Ama babam son derece kararlıydı. Bu yüzden onunla birlikte spor salonuna girdim. Herkes baharın gelmesinden dolayı çok mutlu görünüyordu. Yüzlerindeki bu eğlenen ifadenin başka bir sebebi olamazdı. Maria ve Hoseok içeceklerin başından el sallarken yanlarına ilerledik. Hoseok bardağından yudum alırken yüzünü buruşturdu. "Taehyung," dedi. "Yüzündeki ifadeye bakılırsa yine bunalımdasın." Gözlerimi devirdim. "Haha, çok komik." Yan yana durduğumuz sırada bakışlarımı etrafta gezdirdim. Sonra farkındalıkla "Heeey," dedim. "Chaeyoung nerede?" Yapışık ikiz gibi gezmeleri gerekiyordu. Dostumun attığı bakışa bakılırsa durumlar pek iyi değildi. Yanaklarını şişirdi ve nefesini üflerken saçlarımı uçuşturdu. Burnumu kırıştırarak onu geriye doğru ittim. "Pis köpek nefesini suratıma üflemeyi keser misin? Git Chaeyoung'la konuş."

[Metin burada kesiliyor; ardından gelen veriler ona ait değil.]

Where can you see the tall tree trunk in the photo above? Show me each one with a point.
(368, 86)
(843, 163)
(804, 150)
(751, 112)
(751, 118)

"Söylemesi kolay." diye mırıldandı. Sanki yapması çok zordu ya. Chaeyoung'u görebilmek için etrafa göz atıyordum. Keşke atmasaydım. Gözlerim doğruca spor salonunun diğer ucunda Mingyu ve Minho'yla konuşan Jungkook'u bulmuştu. Bedenim kaskatı kesildi ve daha kötüsü Hoseok da bunu hissetti. Endişeli bir bakışla "Neyin var dostum?" diye sordu. Onun sürekli bu soruyu sorduğunu fark ettim. Aslında çevremdeki herkesin devamlı olarak iyi olup olmadığımı sorduğunu ve bundan ne kadar da nefret ettiğimi. Odağımı değiştirmeden "Onun burada ne işi var?" diye sordum. Bana bir yabancıya bakar gibi bakmasının üzerinden yalnızca birkaç saat geçmişti. Titremem durmuyordu.

Hoseok kimden bahsettiğimi anlamak için etrafa bakındı. Sonra anlamış olacak ki "Ah," dedi. "Jungkook mu? Deaton davet etti. Kasabadakilerin varlığını kabullenmesi için ortalarda görünmesi iyi olurmuş." Biz ona bakarken Jungkook Mingyu'ya bir şey söyledi ve bu her neyse üçü de güldü. Transa girmiş gibiydim. "Eğleniyor gibi görünüyor." dedim. Sesim dalgın çıkmıştı. Hoseok omuz silkti. "Jungkook'un eğlence anlayışı ne ki? Senelerce bir harabede yaşamak mı?" Jungkook'un gülüşünü izledim. Koca bir kahkaha değildi belki ama o küçücük tebessümünde bile dünyanın bütün güzelliklerini saklıyordu. Çok yakışıklı adamdı be. Ben her zaman vasat bir adam olarak kalacaktım ve Jungkook Jeon ışıldayacaktı. Bizden hiçbir şey olmazdı.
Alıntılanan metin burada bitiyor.